Weaving the threads of a success story
Like the Jensen and Nicholson ad, that for the iconic Fabindia chain of stores could be, whenever you see fabric, think of us. Except, of course, that the store today stocks everything from the ubiquitous kurtas, to home accessories, to furnishings to organic food.books Updated: Nov 26, 2010 21:59 IST
Like the Jensen and Nicholson ad, that for the iconic Fabindia chain of stores could be, whenever you see fabric, think of us. Except, of course, that the store today stocks everything from the ubiquitous kurtas, to home accessories, to furnishings to organic food. In fact, so pervasive has been the influence of the store started by that visionary extraordinaire John Bissell, an idealist American, that this writer has often gone to people’s homes only to find my Fabindia kurta matching their bedcovers and sometimes, much to my chagrin, their curtains. But, it really is ‘The Fabric of our Lives’, the title of the book on the evolution of Fabindia by Radhika Singh.
The story of Fabindia is also the story of the prescience of Bissell, who saw the potential of Indian fabrics and who had a burning desire to help the neglected weavers who spun such magnificent tales of splendour on the multifarious variety of cloth that India has to offer. From being ‘wide-eyed in Wonderland’, as his friend Patwant Singh who owned a design magazine put it, John put Indian fabrics on the world map. Today, no tourist goes away from India without at least one piece of clothing or accessory from Fabindia.
Though the brand did amazingly well, it was never John’s desire to solely make profits, a vision carried on by his son William today. The book meanders through John’s discovery of India and his zealous efforts to promote the colours of India. His tender romance with Bim, who later becomes his wife, is engagingly dealt with by Radhika. It was a marriage of equals built on love and respect.
As he goes through the Byzantine Indian bureaucracy to set up more and more shops, John also recounts his experiences of a turbulent time in India’s history, namely the Emergency. Never judgmental, nevertheless he’s disturbed by the turn of events.

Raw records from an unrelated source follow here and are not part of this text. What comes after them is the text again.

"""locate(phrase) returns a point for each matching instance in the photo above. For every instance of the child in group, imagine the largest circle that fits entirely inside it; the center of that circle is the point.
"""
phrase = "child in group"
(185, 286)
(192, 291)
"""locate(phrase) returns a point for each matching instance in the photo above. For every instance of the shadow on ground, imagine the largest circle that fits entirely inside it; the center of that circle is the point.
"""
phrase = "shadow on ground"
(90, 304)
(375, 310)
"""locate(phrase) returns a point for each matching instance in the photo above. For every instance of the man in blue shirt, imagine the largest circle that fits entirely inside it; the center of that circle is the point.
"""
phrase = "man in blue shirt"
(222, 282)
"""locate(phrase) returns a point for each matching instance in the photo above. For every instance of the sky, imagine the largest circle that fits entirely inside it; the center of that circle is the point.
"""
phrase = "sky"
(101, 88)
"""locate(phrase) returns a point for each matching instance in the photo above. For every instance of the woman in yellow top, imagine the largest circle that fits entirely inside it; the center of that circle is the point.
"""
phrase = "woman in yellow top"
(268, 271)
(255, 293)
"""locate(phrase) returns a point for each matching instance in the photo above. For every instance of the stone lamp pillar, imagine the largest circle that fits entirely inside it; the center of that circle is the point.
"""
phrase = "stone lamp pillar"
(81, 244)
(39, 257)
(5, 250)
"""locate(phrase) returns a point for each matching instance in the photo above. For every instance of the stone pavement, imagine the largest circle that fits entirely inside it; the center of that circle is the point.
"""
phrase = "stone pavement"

It was John who was able to foresee the potential of fabrics like ikat, something that proved a bestseller. Though immensely successful, Bissell never gave his children any sense of entitlement. As his daughter Monsoon says, “Everything in life is not a right, it is a privilege.” The brand never has, and with William at the helm, never will stray far from its artisanal roots, the unique selling point of the business. It was William who added the furniture line and the organic food products. With its loyal client base, the success of the add-ons was a given. However, William left nothing to chance, tackling each new product with the zeal of a Michelin-star chef creating a new dish.
In its 50th year, it is a tribute to its founder John Bissell that a Fabindia share bought in 1977 for R5,000 is worth R1.6 crore today. From three people at its inception, there are 850 employees today. A grand story if there ever was one.
Radhika does a fine job of painstaking research. But such a colourful story about colourful personalities is diminished by the rather dry and factual narration. If the book errs, it’s on the side of caution by including far more detail than we need to know. But for those of us who have grown from small sizes to extra large ones in Fabindia clothes and whose homes were able to take on a faintly sophisticated hue on unsophisticated budgets, we are forever in the debt of Fabindia and its incredible founder John Bissell.